Found 751 files belonging to 1 classes.


In [18]:
AUTOTUNE = tf.data.AUTOTUNE
BUFFER_SIZE = 1000
BATCH_SIZE = 1

gen_SG100 = gen_SG100.cache().map(
    resize299, num_parallel_calls=AUTOTUNE).batch(BATCH_SIZE)

In [19]:
generated_image_embeddings100 = compute_embeddings(gen_SG100, count=751)

<hr>

#### Real SG Embeddings

In [20]:
real_SG = tf.keras.utils.image_dataset_from_directory(
        '/content/drive/MyDrive/cycleGAN_deliveryservice/data/SG/testA',
        labels=None,
        label_mode=None,
        class_names=None,
        color_mode='rgb',
        batch_size=None,
        image_size=(1038, 1920),
        shuffle=False,
        seed=None,
        validation_split=None,
        subset=None,
        interpolation='bilinear',
        follow_links=True,
        crop_to_aspect_ratio=False
    )

Found 380 files belonging to 1 classes.


In [21]:
def real_SG_preprocess(image):
  image = normalize(image)
  image = center_crop(image)
  image = resize299(image)
  return image

In [22]:
AUTOTUNE = tf.data.AUTOTUNE
BUFFER_SIZE = 1000
BATCH_SIZE = 1

real_SG = real_SG.cache().map(
    real_SG_preprocess, num_parallel_calls=AUTOTUNE).batch(BATCH_SIZE)

In [23]:
real_image_embeddings = compute_embeddings(real_SG, count=380)

<hr>

#### Calculating FID

In [24]:
FID12 = calculate_fid(generated_image_embeddings12, real_image_embeddings)
FID58 = calculate_fid(generated_image_embeddings58, real_image_embeddings)
FID100 = calculate_fid(generated_image_embeddings100, real_image_embeddings)

In [25]:
print("FID12 =", FID12)
print("FID58 =", FID58)
print("FID100 =", FID100)

FID12 = 584583
FID58 = 594082
FID100 = 402783


From the FID Score calculated above, it can be seen that the generator that was trained for 100 epochs had the lowest score which means that it's feature vectors are closest to the feature vectors of the SG test images. 

<hr>

#### Conclusion

As demonstrated in this notebook, we have calculated the FID Score for generators trained to epoch 12, 58, and 100 with respective to Studio Ghibli feature vectors and found that my generator trained to epoch 100 produced the best score.
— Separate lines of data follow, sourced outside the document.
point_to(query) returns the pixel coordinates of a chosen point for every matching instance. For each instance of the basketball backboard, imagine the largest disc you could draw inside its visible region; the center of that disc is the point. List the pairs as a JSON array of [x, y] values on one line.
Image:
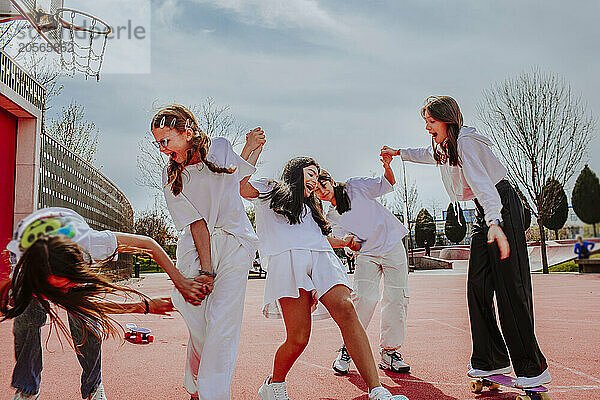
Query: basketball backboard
[[39, 13]]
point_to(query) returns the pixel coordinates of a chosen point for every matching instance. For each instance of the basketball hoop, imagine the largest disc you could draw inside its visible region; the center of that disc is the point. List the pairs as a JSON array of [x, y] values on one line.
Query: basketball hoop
[[82, 50]]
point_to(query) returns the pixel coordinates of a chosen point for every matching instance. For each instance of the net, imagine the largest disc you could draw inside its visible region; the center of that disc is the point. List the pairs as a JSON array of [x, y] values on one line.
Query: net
[[83, 41]]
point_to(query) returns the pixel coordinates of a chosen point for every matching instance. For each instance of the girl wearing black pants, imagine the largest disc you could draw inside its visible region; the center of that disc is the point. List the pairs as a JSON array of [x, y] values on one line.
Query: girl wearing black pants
[[470, 171]]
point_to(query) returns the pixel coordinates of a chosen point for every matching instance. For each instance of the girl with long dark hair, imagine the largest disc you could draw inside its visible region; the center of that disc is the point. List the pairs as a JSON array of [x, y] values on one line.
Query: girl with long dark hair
[[498, 262], [217, 245], [57, 259], [303, 271], [381, 255]]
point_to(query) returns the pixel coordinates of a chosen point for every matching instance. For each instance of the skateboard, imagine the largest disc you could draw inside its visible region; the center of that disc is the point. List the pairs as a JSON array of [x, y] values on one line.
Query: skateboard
[[136, 334], [494, 382]]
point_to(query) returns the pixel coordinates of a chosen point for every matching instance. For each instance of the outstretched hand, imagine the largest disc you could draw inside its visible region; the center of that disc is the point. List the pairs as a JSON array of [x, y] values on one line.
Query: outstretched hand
[[351, 243], [255, 139], [160, 305], [192, 291], [388, 151], [496, 234], [386, 159], [207, 283]]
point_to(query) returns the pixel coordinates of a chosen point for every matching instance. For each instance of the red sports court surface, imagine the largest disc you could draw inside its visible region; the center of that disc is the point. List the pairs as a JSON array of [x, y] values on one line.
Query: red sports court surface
[[437, 347]]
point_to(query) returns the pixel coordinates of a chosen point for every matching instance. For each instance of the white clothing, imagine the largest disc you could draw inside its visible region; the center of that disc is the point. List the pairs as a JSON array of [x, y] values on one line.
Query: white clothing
[[295, 269], [214, 197], [477, 175], [100, 245], [215, 325], [374, 225], [394, 302], [275, 231]]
There is still the issue with the non-convergence as seen in the previous notebook but for the problem space created, the results were satisfactory.

Though not perfect, this concludes the notebooks and submission as the project is. For future iterations, I will look to employ different methods and architectures to increase generated image fidelity.